= Mark W. Summers =

American historian

Mark Wahlgren Summers (born 1951) is an American historian who is a professor at the University of Kentucky. He has written books about political cartoons, the election of U.S. president Grover Cleveland in 1884, and the role of fear in American politics after the Civil War.
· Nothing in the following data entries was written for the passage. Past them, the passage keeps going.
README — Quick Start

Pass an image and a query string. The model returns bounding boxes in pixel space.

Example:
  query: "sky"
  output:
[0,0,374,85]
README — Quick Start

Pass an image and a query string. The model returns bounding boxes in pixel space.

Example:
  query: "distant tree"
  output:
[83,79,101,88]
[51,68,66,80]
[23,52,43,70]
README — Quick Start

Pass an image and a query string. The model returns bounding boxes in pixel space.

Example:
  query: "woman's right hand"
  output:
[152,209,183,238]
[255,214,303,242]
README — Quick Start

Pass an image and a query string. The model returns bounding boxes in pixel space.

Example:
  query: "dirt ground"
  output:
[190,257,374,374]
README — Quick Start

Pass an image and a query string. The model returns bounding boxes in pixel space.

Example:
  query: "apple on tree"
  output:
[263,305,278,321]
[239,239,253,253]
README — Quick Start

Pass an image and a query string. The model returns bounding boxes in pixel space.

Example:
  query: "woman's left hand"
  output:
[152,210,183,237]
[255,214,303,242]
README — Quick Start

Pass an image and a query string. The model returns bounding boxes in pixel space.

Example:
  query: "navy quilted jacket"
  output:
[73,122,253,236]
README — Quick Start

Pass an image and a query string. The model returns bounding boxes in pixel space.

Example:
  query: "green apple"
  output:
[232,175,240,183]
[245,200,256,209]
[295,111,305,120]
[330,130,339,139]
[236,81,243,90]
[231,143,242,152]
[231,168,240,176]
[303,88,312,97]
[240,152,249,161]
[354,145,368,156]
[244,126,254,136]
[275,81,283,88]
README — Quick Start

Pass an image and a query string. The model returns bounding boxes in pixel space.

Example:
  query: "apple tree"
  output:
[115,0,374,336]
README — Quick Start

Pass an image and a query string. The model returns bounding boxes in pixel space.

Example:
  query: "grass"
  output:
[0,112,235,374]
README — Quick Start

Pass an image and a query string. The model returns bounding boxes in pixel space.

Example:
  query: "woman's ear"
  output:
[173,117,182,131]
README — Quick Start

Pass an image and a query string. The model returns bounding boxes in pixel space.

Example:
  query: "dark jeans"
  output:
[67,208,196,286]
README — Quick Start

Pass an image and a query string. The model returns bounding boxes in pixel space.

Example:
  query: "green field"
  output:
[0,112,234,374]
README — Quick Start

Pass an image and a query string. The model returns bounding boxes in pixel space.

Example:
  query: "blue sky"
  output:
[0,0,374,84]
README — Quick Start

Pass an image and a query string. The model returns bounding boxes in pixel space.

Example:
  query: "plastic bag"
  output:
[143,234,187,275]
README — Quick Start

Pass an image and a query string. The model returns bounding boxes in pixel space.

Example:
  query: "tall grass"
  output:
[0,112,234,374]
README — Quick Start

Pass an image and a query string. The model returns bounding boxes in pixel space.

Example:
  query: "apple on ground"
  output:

His father Clyde Summers was a law professor at Yale University.

==Writings==
- A Student Cartoonist's View of Great Figures in American History (1972)
- The Presidency in Political Cartoons, 1776-1976 (1976)
- Railroads, Reconstruction and the Gospel of Prosperity (1984)
- The Plundering Generation: Corruption and the Crisis of the Union, 1848-1861 (1987)
- The Era of Good Stealings (1992)
- The Press Gang (1994)
- The Gilded Age (1997)
- Rum, Romanism, and Rebellion: The Making of a President, 1884 (2000)
- A Dangerous Stir: Fear, Paranoia, and the Making of Reconstruction (2009)

==Articles==
- "The Chimera of Whig Persistence: Louisiana and the Election of 1865" (1983)
- "A Band of Brigands: The 'Gridiron' Legislature and the Nomination of Lincoln" (1984)
- "The Press Gang" (1990)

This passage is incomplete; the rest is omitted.